September 1, 2009

 

CBOT Soy Outlook on Tuesday: Down 2-3 cents; follow overnight, lack fresh support

 

 

Chicago Board of Trade soybean futures are expected to start Tuesday's day session on the defensive, following through on the overnight theme due to an absence of fresh supportive news.

 

CBOT soybean futures are seen opening 2 cents to 3 cents lower.

 

September soybeans could edge higher, buoyed by tight stocks and a lack of deliveries against the spot month.

 

Improving weather outlooks for developing crops in the Midwest are weighing on prices, with the absence of a frost threat limiting upside movement, analysts said.

 

Mild weakness in outside financial markets is expected to aide the lower tone, as the market awaits fresh support news.

 

However, a tight old crop carryover and the uncertainty of new crop potential due to the 2009 crop's need for an extended growing season are expected to remain underpinning features in the market, analysts said.

 

A technical analyst said first resistance for November soybeans is seen at US$9.90 and then at US$10.00. First support is seen at Monday's low of US$9.67 1/4 and then at US$9.50.

 

The T-storm Weather forecast said temperatures in the Midwest will continue to warm up from Friday through Sunday. This warm up will allow filling rates to occur at near normal rates, T-storm Weather said. Abundant sunshine is forecast for most days in the Midwest heading into the weekend.

 

U.S. Department of Agriculture on Monday reported 69% of the U.S. soybean crop was in good-to-excellent condition, unchanged from last week. Ninety-three percent of the crop was reported setting pods, on par with last year, but below the five-year average of 96%.

 

Three percent of the crop is dropping leaves, according to the USDA.

 

The report is a reflection of a late maturing crop, with soybeans as a whole probably needing to get through mid-October before encountering a hard freeze to reach their potential, said Mario Balletto, an analyst with Citigroup Global Markets Inc.

 

In overseas markets, China's soybean futures traded on the Dalian Commodity Exchange settled lower Tuesday, but the fall was moderate compared with Monday's panic tumble as some short sellers squared their positions. The benchmark May 2010 soybean contract settled RMB27 lower at RMB3,671 a metric tonne.

 

Soybean output in Heilongjiang province, China's biggest producing region, is likely to fall by a higher-than-expected one third from a year earlier due to bad weather, a government-backed Web site said Monday.
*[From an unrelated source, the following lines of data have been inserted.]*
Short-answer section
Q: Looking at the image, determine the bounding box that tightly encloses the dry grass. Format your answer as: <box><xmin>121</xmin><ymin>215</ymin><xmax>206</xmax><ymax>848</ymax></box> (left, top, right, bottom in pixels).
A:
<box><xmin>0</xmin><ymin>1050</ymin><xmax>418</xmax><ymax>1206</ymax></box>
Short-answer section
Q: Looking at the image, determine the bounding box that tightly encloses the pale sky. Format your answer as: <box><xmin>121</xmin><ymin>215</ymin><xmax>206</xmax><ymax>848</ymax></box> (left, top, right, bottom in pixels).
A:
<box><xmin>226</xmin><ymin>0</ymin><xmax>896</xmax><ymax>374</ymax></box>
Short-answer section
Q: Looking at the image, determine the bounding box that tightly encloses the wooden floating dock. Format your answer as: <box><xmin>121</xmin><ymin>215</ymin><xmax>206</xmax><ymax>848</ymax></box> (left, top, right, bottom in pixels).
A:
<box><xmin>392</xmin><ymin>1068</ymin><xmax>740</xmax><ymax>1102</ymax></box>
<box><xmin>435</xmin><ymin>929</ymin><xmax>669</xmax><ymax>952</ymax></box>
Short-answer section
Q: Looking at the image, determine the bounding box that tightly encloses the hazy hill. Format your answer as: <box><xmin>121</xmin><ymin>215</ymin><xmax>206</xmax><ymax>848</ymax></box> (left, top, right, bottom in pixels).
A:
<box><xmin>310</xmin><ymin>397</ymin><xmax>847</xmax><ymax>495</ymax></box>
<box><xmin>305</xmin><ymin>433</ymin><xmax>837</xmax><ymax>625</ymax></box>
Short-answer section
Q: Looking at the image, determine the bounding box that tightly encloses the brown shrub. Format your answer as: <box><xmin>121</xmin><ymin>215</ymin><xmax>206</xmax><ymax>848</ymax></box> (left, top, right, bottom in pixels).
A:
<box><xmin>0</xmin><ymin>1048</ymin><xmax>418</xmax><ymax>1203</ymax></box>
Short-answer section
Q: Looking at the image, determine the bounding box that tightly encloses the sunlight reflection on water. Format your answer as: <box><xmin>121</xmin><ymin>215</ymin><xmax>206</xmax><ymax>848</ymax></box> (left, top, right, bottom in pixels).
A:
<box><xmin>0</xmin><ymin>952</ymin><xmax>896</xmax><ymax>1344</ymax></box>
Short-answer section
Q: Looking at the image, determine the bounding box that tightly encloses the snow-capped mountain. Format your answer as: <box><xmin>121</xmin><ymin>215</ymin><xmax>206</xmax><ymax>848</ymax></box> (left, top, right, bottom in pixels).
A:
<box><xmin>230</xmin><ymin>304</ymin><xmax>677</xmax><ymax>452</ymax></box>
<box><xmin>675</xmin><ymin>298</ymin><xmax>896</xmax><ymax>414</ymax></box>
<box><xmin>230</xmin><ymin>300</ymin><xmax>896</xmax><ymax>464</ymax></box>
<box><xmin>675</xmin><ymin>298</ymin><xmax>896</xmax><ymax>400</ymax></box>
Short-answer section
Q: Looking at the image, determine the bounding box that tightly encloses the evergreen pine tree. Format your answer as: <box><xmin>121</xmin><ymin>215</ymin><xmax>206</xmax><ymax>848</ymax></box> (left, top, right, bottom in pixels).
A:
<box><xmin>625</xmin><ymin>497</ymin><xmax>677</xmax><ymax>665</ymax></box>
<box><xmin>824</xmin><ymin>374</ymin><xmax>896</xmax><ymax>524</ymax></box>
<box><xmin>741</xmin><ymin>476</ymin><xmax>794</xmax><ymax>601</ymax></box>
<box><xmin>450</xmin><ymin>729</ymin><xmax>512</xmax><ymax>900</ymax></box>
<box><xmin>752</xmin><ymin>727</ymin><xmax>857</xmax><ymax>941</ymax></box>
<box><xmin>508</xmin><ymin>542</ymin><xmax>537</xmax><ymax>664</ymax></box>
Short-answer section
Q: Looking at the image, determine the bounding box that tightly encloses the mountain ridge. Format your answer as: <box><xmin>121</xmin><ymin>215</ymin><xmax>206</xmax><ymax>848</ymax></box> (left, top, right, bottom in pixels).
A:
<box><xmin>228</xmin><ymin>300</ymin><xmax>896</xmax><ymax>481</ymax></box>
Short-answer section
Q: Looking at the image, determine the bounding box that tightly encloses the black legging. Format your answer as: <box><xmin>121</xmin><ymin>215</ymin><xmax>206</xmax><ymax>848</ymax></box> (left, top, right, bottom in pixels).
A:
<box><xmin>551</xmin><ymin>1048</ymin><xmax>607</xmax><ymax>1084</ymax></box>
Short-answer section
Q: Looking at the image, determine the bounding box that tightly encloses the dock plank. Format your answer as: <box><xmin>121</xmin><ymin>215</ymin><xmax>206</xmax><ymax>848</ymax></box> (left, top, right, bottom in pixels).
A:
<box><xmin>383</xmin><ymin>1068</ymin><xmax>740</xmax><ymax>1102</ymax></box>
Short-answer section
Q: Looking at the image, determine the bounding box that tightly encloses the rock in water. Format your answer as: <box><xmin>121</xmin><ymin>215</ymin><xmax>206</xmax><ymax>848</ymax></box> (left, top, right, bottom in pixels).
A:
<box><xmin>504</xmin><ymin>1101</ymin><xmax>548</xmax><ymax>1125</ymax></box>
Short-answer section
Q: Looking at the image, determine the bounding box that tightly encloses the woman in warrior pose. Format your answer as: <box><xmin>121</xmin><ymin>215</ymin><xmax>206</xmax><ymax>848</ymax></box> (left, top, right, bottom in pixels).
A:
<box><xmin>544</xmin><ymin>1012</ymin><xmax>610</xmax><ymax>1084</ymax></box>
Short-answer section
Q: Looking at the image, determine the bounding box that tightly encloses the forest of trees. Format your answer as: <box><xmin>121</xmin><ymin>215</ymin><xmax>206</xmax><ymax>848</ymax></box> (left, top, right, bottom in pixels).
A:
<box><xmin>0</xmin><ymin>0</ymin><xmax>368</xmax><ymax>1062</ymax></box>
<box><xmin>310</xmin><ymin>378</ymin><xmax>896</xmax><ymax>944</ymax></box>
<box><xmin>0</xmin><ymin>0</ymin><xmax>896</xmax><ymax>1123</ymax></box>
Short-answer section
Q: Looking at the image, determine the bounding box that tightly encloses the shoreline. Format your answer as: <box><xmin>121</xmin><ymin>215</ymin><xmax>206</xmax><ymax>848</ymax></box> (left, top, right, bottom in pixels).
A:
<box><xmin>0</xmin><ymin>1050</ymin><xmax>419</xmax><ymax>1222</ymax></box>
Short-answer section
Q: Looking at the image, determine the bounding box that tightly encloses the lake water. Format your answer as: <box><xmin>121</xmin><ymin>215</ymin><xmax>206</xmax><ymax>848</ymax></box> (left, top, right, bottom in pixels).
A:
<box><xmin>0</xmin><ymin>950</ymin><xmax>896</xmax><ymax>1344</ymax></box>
Drought and low temperatures, as well as the increasing possibility of an early frost in the northeast, are threatening the crop's output, said the China Oil Web site, backed by state-owned China Grain Reserves Corp., citing the results from its recent field trip.

 

Crude palm oil futures on Malaysia's derivatives exchange ended lower Tuesday on speculative trade, while lower export estimates weighed on prices, said trade participants. The benchmark November CPO contract on the Bursa Malaysia Derivatives ended at MYR2,303 a metric tonne, down MYR67.

 

CBOT September soyoil deliveries totaled 2,869 lots. Customer accounts at Man Professional Clearing issued 844 lots. The house account at ADM Investor Services stopped five lots, while customer accounts at Man Professional Clearing stopped 1,058 lots. The last trade date assigned was Aug. 31.